A more recent experience comes from Claire Spinetti — an Irish dancer for 23 years — who shared an experience concerning a girl with whom she used to dance. “She received notes on her dancing, and one of them was that she was wearing an ‘outdated dress’ because she was wearing a family heirloom dress.” Spinetti said, “It was actually really sad because I think she stopped dancing after that.”

This ties into a criticism Spinetti has about today’s trends in dancing dresses. “When I first started dancing, the dresses were all about history and tradition…where there are now trends and you can be wearing something ‘out of style’ because the collective decided something else was the new ‘in’ thing,” she continued. 
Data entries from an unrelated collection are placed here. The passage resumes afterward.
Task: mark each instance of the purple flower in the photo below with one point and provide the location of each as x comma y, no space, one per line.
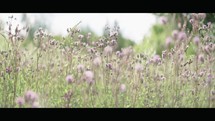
138,67
35,105
88,76
20,101
163,20
175,34
209,24
122,88
201,58
8,70
168,41
69,79
80,36
156,59
196,40
80,68
182,36
30,97
108,50
97,61
191,21
201,15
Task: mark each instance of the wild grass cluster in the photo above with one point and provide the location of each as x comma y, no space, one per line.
72,73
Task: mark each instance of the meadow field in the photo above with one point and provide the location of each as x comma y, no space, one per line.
78,71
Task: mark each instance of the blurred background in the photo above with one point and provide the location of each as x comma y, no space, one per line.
146,32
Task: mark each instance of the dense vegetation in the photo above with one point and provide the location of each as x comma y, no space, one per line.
80,71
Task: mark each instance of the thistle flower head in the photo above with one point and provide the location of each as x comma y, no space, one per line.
88,76
108,50
182,36
163,20
196,40
175,34
138,67
69,79
168,41
20,101
80,68
97,61
31,97
201,58
201,15
122,88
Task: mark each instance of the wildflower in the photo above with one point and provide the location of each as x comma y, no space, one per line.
175,34
201,15
8,70
20,101
182,36
196,40
80,68
88,76
209,24
156,59
97,61
191,21
168,41
108,50
204,27
30,97
109,65
163,20
69,79
35,105
201,58
80,36
138,67
122,88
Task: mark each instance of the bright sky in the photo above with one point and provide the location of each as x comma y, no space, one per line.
132,25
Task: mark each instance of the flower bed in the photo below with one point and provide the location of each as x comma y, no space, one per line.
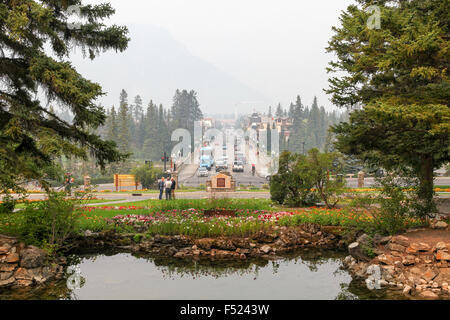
245,222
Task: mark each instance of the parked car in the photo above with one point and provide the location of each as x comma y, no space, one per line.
238,166
202,172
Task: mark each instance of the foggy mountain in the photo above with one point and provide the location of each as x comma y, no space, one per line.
155,65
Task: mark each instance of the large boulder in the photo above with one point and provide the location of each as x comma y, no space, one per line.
358,252
358,249
32,257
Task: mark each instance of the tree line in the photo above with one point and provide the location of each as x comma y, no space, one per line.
310,126
145,132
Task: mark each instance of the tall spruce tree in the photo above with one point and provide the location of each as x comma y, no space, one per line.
398,75
36,40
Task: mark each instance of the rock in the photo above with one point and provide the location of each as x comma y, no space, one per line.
357,252
429,275
440,225
385,259
242,251
266,249
4,249
224,244
401,240
381,240
23,274
88,233
5,275
7,282
428,295
442,255
407,290
32,257
7,267
24,283
180,254
12,258
409,260
171,251
396,247
243,243
204,244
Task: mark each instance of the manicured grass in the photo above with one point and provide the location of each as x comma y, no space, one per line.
23,204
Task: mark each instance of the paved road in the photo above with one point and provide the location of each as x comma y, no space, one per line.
242,178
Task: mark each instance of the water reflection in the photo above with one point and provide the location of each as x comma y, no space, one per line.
113,275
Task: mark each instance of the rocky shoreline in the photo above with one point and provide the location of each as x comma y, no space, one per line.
413,268
264,244
24,266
These trends are most commonly seen in various Irish Dancing competitions. You have a feis (pronounced fesh) which is a more local dance competition. Then there is an Oireachtas (pronounced oh-ROCK-tus) which is a regional competition in your country. Then there are Nationals and Worlds, which are self explanatory. 
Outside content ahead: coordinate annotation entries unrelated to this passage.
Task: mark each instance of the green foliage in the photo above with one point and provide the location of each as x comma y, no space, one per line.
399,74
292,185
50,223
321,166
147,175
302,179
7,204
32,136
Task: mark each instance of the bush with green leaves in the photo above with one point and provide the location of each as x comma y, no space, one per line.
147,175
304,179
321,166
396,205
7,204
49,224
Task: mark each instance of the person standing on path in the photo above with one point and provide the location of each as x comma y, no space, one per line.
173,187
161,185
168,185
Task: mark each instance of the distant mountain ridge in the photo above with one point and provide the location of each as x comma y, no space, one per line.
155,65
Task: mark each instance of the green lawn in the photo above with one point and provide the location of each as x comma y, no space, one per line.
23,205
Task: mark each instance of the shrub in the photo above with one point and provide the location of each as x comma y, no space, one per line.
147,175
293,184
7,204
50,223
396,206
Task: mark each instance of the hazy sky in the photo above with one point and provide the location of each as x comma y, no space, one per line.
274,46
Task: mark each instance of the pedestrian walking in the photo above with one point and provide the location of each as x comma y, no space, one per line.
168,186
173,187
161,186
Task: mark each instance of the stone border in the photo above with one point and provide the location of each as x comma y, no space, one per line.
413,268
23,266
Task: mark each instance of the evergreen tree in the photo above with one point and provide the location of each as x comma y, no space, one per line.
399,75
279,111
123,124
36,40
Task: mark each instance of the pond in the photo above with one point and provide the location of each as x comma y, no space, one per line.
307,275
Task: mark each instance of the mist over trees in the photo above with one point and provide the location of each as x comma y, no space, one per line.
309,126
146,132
According to Spinetti, and many dancers like her, Irish Dancing was never supposed to be about the glitz and glam of the dresses, a superficial element of a beautiful tradition. It’s about connecting with Irish culture, and engaging with a form of art that has gone through similar lengths as ‘The Odyssey’ to be passed down. 

Not only does putting such an emphasis on this aspect detract from what dancing is all about, that being the actual sport, but it also decreases the accessibility of Irish Dancing. This pressures dancers to pour their funds into thousand-dollar dresses and hundred dollar wigs, to buy whatever dance bag is trendy at the moment only for it to go out of style a couple years later. 

The wigs themselves are almost a mutation of tradition. In the origins of feises, girls would go to their competitions wearing their Sunday best and curling their hair in rags and beer the night before. 

As this form of dancing spread to America, the inconvenience of sleeping in curlers the night before a competition was noted and led to the business of wearing wigs to competitions instead. Wig-wearing became the norm and with it came dozens of different styles of wigs.

For example, there is the bun wig, which is a comparatively smaller wig with big ringlets. For many dancers, the convenience of this wig is outweighed by the pressure to transfer to a bigger wig as they move up the ranks. One example of a bigger wig would be the Kaitlyn wig, which has very long and tight ringlets and practically swallows up your whole head. 

All of this focus on tradition may seem silly, but it is understandable in the context of Irish history. Ireland faced cultural genocide from the British, turning all of their once joyful expressions of self and culture into illicit, back-alleyway deeds. Many forms of Irish culture were forbidden, including speaking Irish Gaelic, which led to the death of the language. 

My grandmother is the only Irish person she knows who can speak a lick of Irish Gaelic, and it would be very difficult now to resurrect the language. The people of Ireland had to hold onto their culture tightly during this time, with much of it slipping through their fingers.

For many, their experience with Irish Dancing is the only thread left tying them to their culture, with dancer Mary Kirk saying, “The only reason I know anything about Irish culture is because of Irish Dancing.” 

Irish Dancing is one of the only pieces of original Irish culture left, and most of the details on it are hazy. There is no sure date as to its origin. Many of the traditional dances vary depending on who is doing it, and, most importantly, nobody knows why you dance with your hands by your sides. 

There is no way of knowing for sure, so it makes sense that many Irish Step Dancing judges and dancers are such sticklers for tradition. While it is important to stay true to tradition, it is also important for it to adapt to the change of the times so that it does not have to face the slow and painful death it once evaded. 

For many, their experience with Irish Dancing is the only thread left tying them to their culture, with dancer Mary Kirk saying, “The only reason I know anything about Irish culture is because of Irish Dancing.”